From the look of the logs, seems like the NICFuture.WaitForCompletionRef() doesn't seem to be respected, this can be confirmed with the timestamps as it took less than 6 seconds to create and delete the NIC in the code flow (during VM creation failures). This is used during creation and deletion. I guess when creation succeeds it doesn't cause issues.

The parallel creates/delete occurs when NIC creation succeeds but VM creation fails due to any cloud provider errors like - Quota issues etc. as NICFuture.WaitForCompletionRef() doesn't seem to be respected. I shall try to reproduce this locally to check

However, as you see at the end there are orphan NIC deletions sent which aren't handled properly by azure anyways as before.

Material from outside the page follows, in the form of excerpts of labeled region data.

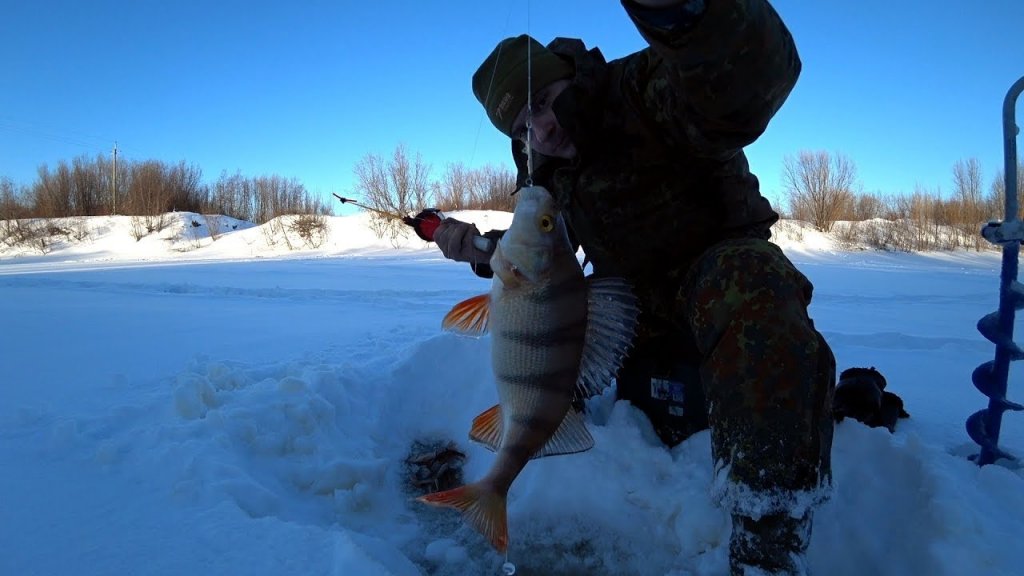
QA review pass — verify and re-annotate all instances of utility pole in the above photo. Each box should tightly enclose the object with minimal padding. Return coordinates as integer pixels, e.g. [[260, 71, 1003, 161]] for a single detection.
[[111, 140, 118, 214]]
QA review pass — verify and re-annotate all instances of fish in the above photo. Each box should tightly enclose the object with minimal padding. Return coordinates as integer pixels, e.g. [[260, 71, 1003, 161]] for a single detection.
[[418, 187, 639, 553]]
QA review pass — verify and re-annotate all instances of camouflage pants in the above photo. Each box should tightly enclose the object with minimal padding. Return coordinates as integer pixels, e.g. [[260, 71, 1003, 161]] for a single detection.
[[621, 238, 836, 574], [678, 234, 836, 574]]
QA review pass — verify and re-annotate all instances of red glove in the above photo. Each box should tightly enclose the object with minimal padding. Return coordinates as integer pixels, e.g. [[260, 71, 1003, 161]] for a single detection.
[[401, 208, 443, 242]]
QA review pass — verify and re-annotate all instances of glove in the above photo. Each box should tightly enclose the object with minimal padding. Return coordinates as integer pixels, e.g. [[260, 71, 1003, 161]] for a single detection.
[[434, 218, 495, 264], [401, 208, 443, 242]]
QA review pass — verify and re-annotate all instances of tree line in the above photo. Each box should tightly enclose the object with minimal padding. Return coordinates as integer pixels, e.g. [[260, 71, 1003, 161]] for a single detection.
[[0, 145, 1024, 250], [779, 151, 1024, 250], [0, 145, 515, 224]]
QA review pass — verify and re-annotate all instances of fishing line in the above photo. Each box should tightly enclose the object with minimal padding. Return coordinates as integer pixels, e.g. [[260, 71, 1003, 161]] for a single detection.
[[523, 0, 534, 187], [469, 0, 517, 166]]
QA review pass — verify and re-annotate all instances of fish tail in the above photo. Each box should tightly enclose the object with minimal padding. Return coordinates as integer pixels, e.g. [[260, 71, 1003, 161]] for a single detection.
[[417, 483, 509, 553]]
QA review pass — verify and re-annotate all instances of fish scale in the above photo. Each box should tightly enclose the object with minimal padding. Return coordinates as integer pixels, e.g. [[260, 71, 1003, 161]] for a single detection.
[[419, 187, 639, 552]]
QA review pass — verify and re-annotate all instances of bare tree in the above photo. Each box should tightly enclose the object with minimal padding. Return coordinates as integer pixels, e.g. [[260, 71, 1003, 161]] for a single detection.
[[941, 158, 986, 250], [355, 145, 430, 240], [985, 162, 1024, 220], [476, 165, 516, 212], [434, 162, 474, 210], [782, 151, 857, 232]]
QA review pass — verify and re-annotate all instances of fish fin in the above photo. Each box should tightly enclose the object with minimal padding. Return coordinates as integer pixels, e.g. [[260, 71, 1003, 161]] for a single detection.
[[469, 404, 503, 452], [417, 483, 509, 553], [575, 276, 640, 399], [531, 408, 594, 458], [441, 293, 490, 336]]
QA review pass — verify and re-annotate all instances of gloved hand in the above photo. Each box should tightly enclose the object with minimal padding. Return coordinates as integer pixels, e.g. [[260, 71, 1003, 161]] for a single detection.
[[434, 218, 495, 264], [401, 208, 443, 242]]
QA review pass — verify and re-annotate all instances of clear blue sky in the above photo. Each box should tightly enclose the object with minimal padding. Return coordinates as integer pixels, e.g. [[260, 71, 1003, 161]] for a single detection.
[[0, 0, 1024, 213]]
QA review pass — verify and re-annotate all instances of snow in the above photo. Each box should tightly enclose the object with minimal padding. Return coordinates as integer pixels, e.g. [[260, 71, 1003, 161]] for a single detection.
[[0, 212, 1024, 576]]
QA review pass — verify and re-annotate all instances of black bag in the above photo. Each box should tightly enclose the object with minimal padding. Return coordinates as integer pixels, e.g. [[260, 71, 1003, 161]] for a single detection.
[[615, 333, 708, 448], [833, 366, 910, 431]]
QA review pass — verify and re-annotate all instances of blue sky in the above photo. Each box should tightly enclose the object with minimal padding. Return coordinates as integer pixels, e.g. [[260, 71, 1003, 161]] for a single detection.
[[0, 0, 1024, 213]]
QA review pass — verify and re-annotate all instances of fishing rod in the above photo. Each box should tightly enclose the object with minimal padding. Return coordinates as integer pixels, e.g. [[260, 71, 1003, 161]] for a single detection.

cc: @MSSedusch @dkistner @AxiomSamarth

We have confirmed that the NICFuture.WaitForCompletionRef() doesn't seem to be respected in deletion for sure. As we can see this call returns within 10s of creation (with successful HTTP response), however azure activity monitor logs show success only after 2mins.

And in the case of creation, this operation doesn't make sense as the azure SDK doesn't provide this async handle to check status. So we have reached out to Azure with a ticket to get some insights on how this can be improved both for creation and deletion, and why these NICs are in this ghost/orphan state.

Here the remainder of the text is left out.